Angel Appel, 22, also a first-year graduate assistant in the Graduate Admissions office, agreed.
“We need their support, but so many graduate students are transient, it is difficult,” Appel said.
Appel is working for a Masters degree in school psychology. She feels disconnected from campus life but as she said, “It is my choice to be. I could stay but I am here enough as it is.”
Taylor also does not feel connected to campus life. However, she enjoys Millersville University as a whole.
“I like it a lot. I have lots of friends, there are interesting professors, and lots of things in the area,” she said.
Amanda Tyler, 22, is working on her first semester as a graduate student. She says, “I am not as involved as I was when I was an undergraduate student. I have less time with homework and my job.”
Disconnectedness from campus life is not the case for every graduate student.
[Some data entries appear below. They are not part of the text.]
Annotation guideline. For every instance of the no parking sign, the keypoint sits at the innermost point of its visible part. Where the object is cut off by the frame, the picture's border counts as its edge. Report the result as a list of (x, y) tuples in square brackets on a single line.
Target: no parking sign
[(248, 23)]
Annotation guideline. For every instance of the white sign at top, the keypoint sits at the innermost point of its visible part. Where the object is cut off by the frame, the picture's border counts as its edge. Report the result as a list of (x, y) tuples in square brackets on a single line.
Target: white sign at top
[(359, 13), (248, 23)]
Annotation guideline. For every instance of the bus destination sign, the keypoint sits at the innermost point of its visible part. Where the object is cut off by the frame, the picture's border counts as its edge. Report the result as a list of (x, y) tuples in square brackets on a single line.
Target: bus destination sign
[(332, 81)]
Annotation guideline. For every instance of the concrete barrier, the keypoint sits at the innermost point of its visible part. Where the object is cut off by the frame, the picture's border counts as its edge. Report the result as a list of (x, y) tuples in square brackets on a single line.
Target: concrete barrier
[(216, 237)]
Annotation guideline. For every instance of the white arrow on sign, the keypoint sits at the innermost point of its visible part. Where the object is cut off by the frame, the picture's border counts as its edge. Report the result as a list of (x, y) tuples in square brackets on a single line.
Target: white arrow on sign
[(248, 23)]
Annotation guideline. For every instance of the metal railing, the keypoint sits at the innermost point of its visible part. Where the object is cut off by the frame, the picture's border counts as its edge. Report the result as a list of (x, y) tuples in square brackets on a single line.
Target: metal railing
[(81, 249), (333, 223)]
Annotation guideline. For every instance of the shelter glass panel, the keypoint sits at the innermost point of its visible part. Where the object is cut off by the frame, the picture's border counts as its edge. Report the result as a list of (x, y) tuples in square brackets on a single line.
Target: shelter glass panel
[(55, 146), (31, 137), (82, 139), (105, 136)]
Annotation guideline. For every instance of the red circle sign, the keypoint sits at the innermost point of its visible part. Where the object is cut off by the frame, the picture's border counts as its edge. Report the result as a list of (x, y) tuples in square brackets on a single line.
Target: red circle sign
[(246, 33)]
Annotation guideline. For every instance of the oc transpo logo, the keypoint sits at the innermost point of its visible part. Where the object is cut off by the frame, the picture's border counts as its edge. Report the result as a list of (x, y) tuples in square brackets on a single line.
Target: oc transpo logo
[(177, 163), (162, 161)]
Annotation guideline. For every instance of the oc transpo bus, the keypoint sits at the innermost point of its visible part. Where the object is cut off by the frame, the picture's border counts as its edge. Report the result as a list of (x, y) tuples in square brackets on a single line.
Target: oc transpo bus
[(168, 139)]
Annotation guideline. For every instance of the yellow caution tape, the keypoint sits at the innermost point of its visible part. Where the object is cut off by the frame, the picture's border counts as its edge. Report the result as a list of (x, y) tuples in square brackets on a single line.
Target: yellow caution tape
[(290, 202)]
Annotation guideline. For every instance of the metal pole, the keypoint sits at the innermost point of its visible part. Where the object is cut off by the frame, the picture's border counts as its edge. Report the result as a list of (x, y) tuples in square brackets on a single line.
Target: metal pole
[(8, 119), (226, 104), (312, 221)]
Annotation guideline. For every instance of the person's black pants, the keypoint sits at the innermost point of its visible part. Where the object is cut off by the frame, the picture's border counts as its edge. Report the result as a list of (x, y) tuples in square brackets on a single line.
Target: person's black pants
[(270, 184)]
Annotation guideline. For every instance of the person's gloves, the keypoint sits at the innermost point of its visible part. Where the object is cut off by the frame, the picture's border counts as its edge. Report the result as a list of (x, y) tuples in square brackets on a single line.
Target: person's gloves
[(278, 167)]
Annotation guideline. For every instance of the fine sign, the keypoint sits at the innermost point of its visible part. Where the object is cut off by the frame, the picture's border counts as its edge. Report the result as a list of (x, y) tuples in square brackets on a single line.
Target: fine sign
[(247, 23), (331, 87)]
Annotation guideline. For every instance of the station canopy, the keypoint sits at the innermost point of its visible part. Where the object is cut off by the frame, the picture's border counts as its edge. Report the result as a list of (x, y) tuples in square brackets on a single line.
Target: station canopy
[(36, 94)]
Second year student Molly Roach, 24, said, “I feel more involved through my job as a Graduate Assistant, but not a whole lot otherwise. There are no clubs for us and very few events.”
These students also promote and encourage undergraduates to continue their education and get higher degrees.
Tyler said, “I encourage students to become graduate students. It is never a bad thing to have more education under your belt.”
One bonus to becoming a graduate student, as Tyler explained, is the possibility of obtaining a graduate assistantship. The program waives tuition and gives a stipend that is enough to pay for books and housing.
Roach’s reasoning for undergraduates pursuing a higher degree is that they “value higher education. It helps make you more marketable when applying for jobs. My professor said it was worth it, even if you cannot get financial aid or an assistantship.”
“The programs are designed for the working adult,” Roach continued.
“Almost all the classes are in the evening. The earliest classes start at 4 p.m. The trick is to plan everything out and have good time management,” Tyler said.
Taylor said that the Graduate program requires “a narrow focus and to commit more time,” but at the same time, “it is lots of fun.”
Taylor continues, “Unless you have a 100 percent certainty of getting a job it is highly recommended, especially in this economy.”
Appel agreed. “If you feel comfortable with your skills, then go for a job. You can always go back for a degree later on.”
These graduate students are happy to be at Millersville.